Adwokat wnuka zabrał 145 tysięcy
Pierwsza z kobiet, 86-latka, odebrała telefon od mężczyzny, który przedstawił się jako adwokat jej wnuka. Oszust twierdził, że młody mężczyzna spowodował wypadek i potrącił kobietę z dzieckiem. Zapewnił, że tylko wpłata pieniędzy uchroni wnuka przed aresztem.
Przestępcy dzwonili jednocześnie na dwa telefony seniorki. Instruowali ją przez cały czas i nie pozwalali się rozłączyć. Zdezorientowana kobieta przekazała 145 tysięcy złotych mężczyźnie, który przyszedł po pieniądze.
Fałszywa policjantka wyłudziła 53 tysiące
Dzień później na telefon 75-letniej mieszkanki powiatu zadzwoniła kobieta podająca się za policjantkę. Oszustka powiedziała, że synowa seniorki potrąciła ciężarną kobietę. Później zadzwoniła inna kobieta, która płacząc udawała synową i prosiła o wpłatę kaucji.
----- Reklama -----
Metoda była identyczna jak dzień wcześniej.

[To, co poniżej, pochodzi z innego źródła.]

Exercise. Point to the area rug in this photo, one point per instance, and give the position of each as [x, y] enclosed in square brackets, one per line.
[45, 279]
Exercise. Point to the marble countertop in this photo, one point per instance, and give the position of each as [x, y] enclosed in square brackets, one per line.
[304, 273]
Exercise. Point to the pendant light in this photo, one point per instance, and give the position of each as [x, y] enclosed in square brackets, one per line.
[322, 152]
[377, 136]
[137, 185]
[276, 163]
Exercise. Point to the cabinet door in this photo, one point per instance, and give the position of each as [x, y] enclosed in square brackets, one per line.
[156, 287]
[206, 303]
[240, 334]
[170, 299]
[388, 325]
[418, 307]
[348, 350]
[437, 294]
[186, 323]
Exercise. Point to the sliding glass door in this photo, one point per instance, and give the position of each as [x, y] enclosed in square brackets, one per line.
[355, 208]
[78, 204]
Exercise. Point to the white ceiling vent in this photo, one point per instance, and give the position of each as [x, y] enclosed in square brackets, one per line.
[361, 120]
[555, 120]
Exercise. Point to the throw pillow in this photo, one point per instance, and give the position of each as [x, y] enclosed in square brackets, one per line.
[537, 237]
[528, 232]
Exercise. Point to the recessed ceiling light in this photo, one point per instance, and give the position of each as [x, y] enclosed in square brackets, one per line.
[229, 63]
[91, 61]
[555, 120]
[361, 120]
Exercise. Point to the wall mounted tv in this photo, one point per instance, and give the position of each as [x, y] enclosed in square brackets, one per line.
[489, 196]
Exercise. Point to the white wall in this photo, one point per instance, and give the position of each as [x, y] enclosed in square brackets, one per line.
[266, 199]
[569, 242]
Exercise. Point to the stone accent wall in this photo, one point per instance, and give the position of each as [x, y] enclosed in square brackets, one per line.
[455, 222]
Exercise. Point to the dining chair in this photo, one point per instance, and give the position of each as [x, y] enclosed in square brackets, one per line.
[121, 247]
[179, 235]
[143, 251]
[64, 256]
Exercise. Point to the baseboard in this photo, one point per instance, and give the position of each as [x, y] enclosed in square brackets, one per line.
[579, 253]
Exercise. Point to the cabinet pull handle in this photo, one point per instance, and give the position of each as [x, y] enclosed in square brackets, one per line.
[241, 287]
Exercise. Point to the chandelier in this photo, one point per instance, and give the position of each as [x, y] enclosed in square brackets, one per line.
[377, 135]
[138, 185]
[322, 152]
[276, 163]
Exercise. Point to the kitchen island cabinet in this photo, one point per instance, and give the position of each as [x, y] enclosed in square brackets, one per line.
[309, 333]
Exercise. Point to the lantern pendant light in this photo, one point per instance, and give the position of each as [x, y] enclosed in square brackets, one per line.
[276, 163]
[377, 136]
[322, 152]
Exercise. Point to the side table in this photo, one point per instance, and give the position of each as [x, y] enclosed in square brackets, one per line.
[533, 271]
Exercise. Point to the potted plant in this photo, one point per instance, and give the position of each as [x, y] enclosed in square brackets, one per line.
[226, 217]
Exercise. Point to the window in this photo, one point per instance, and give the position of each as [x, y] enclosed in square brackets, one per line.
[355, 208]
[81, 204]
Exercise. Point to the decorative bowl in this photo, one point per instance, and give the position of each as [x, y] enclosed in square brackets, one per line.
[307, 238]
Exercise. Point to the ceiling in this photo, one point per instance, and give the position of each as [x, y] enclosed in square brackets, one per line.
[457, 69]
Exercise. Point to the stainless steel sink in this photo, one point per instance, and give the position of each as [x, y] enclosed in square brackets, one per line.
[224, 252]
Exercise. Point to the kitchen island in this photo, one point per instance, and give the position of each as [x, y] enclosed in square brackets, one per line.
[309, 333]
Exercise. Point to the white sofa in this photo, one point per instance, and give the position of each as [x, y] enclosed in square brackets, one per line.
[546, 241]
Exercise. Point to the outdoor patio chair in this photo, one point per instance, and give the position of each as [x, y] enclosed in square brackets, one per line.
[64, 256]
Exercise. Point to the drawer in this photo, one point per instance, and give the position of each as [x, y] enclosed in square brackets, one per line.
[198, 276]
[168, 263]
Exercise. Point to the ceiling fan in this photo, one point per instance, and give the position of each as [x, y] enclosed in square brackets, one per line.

Oszuści prowadzili rozmowę przez dwa telefony i blokowali kontakt z rodziną. Seniorka oddała 53 tysiące złotych.
Policja ostrzega przed oszustami
Funkcjonariusze apelują, żeby natychmiast przerywać takie rozmowy i dzwonić do bliskich. Trzeba sprawdzić, czy sytuacja rzeczywiście miała miejsce. W razie wątpliwości należy zawiadomić policję pod numerem 112.
Przestępcy wykorzystują presję czasu i zabraniają kontaktu z innymi osobami. Nigdy nie wolno wpuszczać obcych do domu ani przekazywać im pieniędzy.